5.5 Future perspectives

It is probable that the use of algorithms will further intensify in various areas and Switzerland will move towards a smart(er) criminal justice. Yet, complete automation of more complex processes in the administration of criminal justice is clearly problematic, as this study has shown. A general scepticism about the increasing use of algorithms was found, which is widespread among the public (Schedler et al. 2019). The attitude that responsibility resides and should remain with the individual is predominant. Enhanced public acceptance of the use of algorithms could be achieved by early and more active involvement and an intentionally open discussion. However, a scientific or political discussion about the implementation of algorithms in criminal justice has yet to be held. Such an open discourse is by all means crucial to their legitimation and widespread acceptance of their use. Policymakers must actively promote such a debate regarding the potential and limitations of algorithm use in the criminal justice system. It was confirmed, however, that advanced technologies are reframing criminal justice debates in many ways (cf. Hannah-Moffat 2019).

6 Conclusion

Advanced technology is capturing the attention of criminal justice practitioners around the globe. Algorithm-based tools are designed to predict where and when future crime will happen, identify potentially dangerous persons, and calculate recidivism rates. This development is reflected by a strong tendency to encourage the establishment of a smart criminal justice. Drawing on a qualitative study, this research provides an overview of the algorithms used in the Swiss criminal justice system. We discovered that algorithm-based tools are mainly used in predictive policing, crime analysis, and forensic-psychiatric assessment.
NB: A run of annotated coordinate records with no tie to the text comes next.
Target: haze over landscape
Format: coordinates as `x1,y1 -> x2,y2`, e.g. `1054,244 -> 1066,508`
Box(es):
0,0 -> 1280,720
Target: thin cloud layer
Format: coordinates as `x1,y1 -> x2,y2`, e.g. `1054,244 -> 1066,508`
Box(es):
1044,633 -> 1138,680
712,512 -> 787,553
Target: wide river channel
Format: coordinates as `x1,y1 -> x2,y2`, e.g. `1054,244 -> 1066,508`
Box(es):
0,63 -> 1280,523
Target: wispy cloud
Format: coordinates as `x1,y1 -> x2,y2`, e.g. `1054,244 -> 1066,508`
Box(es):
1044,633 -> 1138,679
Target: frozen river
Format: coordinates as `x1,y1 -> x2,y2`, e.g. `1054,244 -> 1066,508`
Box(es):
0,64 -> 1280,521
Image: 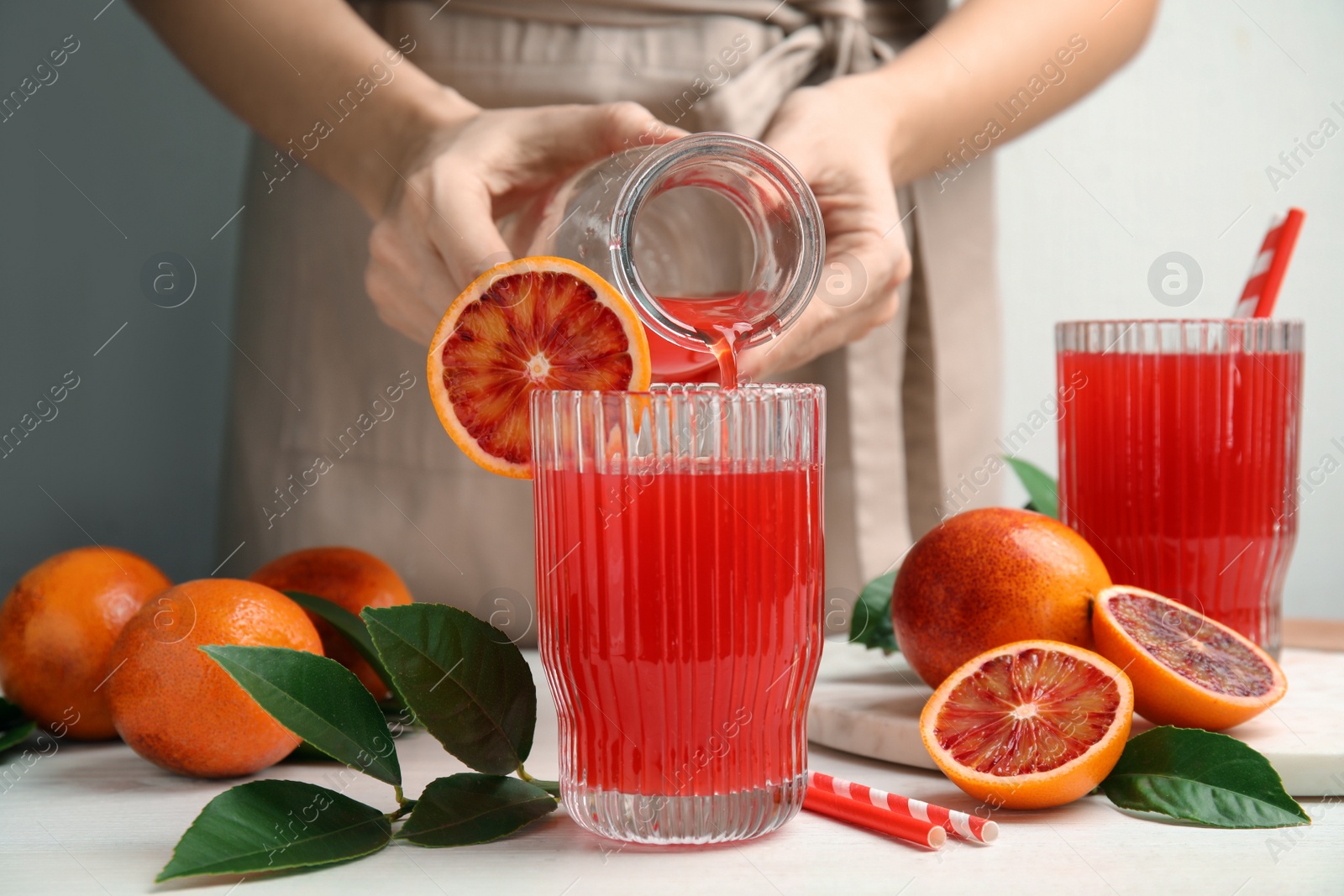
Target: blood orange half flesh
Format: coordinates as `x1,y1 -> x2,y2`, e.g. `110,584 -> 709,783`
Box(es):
919,641 -> 1134,809
1093,585 -> 1288,731
428,258 -> 650,478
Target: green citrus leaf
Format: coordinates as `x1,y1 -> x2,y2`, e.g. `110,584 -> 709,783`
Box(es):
285,591 -> 388,684
363,603 -> 536,775
1100,726 -> 1312,827
0,721 -> 38,752
155,780 -> 392,883
202,645 -> 402,787
1004,455 -> 1059,520
849,569 -> 900,652
396,771 -> 558,846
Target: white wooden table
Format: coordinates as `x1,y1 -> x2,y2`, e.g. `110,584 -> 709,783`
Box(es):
0,652 -> 1344,896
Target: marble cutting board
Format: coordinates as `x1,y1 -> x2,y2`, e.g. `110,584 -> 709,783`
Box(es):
808,641 -> 1344,797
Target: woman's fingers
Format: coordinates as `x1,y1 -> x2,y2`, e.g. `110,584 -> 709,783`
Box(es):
417,102 -> 684,301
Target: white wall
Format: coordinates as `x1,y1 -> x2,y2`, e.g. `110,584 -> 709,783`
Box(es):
997,0 -> 1344,618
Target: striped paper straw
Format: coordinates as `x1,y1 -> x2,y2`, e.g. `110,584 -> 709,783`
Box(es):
802,784 -> 948,849
1232,208 -> 1306,317
808,771 -> 999,844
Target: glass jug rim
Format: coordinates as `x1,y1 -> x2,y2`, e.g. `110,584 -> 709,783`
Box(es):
607,132 -> 825,351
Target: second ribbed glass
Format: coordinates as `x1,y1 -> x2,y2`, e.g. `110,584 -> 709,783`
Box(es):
533,385 -> 825,844
1055,318 -> 1302,652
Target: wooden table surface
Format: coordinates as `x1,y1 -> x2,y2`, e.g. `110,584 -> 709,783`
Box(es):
0,642 -> 1344,896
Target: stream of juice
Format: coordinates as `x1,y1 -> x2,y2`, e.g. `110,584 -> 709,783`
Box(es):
536,462 -> 822,797
645,293 -> 768,388
1058,352 -> 1302,646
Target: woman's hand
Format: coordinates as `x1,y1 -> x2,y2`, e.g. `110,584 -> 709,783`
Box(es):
365,102 -> 684,345
739,76 -> 911,378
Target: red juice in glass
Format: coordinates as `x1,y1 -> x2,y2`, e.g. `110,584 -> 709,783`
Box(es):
1057,320 -> 1302,650
533,385 -> 824,842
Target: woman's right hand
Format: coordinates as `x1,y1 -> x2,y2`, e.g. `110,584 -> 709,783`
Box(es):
365,102 -> 684,345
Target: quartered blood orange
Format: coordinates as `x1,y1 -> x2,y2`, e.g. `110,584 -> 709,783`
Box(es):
919,641 -> 1134,809
428,257 -> 652,479
1093,585 -> 1288,731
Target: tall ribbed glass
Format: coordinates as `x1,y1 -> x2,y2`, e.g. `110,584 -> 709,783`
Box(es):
1055,320 -> 1302,652
533,385 -> 825,844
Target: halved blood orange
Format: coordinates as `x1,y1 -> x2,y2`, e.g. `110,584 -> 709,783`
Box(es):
1093,584 -> 1288,731
428,257 -> 650,479
919,641 -> 1134,809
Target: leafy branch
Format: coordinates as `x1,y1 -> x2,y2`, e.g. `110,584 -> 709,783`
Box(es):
156,595 -> 559,881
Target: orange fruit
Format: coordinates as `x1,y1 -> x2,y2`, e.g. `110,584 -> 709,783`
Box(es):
103,579 -> 323,778
251,548 -> 412,700
428,257 -> 652,479
1093,584 -> 1288,731
891,508 -> 1110,688
0,547 -> 172,740
919,641 -> 1134,809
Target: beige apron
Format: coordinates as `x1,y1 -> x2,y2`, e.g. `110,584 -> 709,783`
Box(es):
219,0 -> 999,639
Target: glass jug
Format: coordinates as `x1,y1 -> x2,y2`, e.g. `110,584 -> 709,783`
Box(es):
500,133 -> 824,385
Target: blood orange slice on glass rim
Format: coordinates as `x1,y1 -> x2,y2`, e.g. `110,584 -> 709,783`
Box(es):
919,641 -> 1134,809
1093,585 -> 1288,731
426,257 -> 650,479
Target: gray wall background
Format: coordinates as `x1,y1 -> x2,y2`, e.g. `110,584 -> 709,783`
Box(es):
0,0 -> 1344,616
0,0 -> 247,589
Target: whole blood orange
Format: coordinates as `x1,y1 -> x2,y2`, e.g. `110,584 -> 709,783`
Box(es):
0,547 -> 172,740
891,508 -> 1110,686
251,548 -> 412,700
1093,585 -> 1288,731
919,641 -> 1134,809
105,579 -> 323,778
426,257 -> 652,479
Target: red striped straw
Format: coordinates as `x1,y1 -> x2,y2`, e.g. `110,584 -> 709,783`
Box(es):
802,784 -> 948,849
808,771 -> 999,844
1232,208 -> 1306,317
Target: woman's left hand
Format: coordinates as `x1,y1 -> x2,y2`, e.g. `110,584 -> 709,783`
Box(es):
739,76 -> 911,379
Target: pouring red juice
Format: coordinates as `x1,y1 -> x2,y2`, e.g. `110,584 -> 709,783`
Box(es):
526,133 -> 825,844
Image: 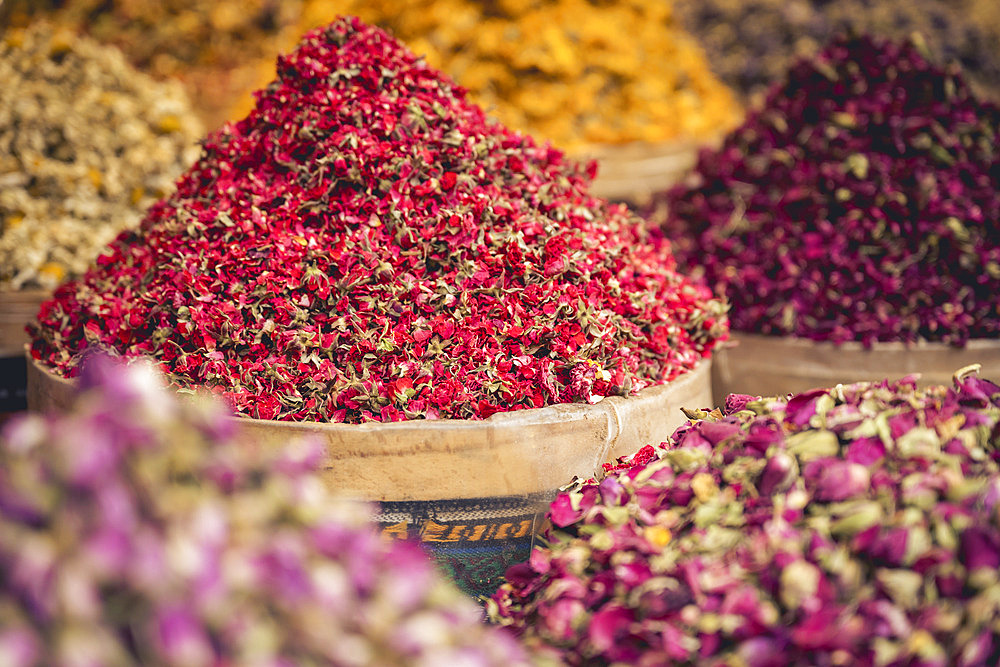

Generally, the level of complexity and autonomy of these algorithms remains low; they are rarely based on advanced self-learning, and therefore ‘smart’ technology. Nevertheless, algorithms are gaining importance in criminal justice because they are part of the decision-making processes, even though they mainly serve as support for the humans in charge. As soon as algorithms are deployed and in any form become part of the criminal justice system, questions related to their implementation, effectiveness, legal foundation, and accountability arise. We argue that practice and research must face the challenging questions regarding what standards algorithm-based technology must meet and what an adequate and effective use of algorithms looks like. In so doing, institutional and psychological phenomena emerging with the use of advanced technology must be taken into account. Above all, an actual societal and legal debate on the opportunities and risks must be held. In the digital age, this debate should focus on optimally shaping the interaction of human and machine and enhancing their respective strengths. To this end, neither fundamental criticism of algorithms nor blind and unreflective trust in their developers is useful. In conclusion, this study has shown that the emerging ‘smart criminal justice’ is promising, but factual, legal, and political limits will determine the boundaries of this development.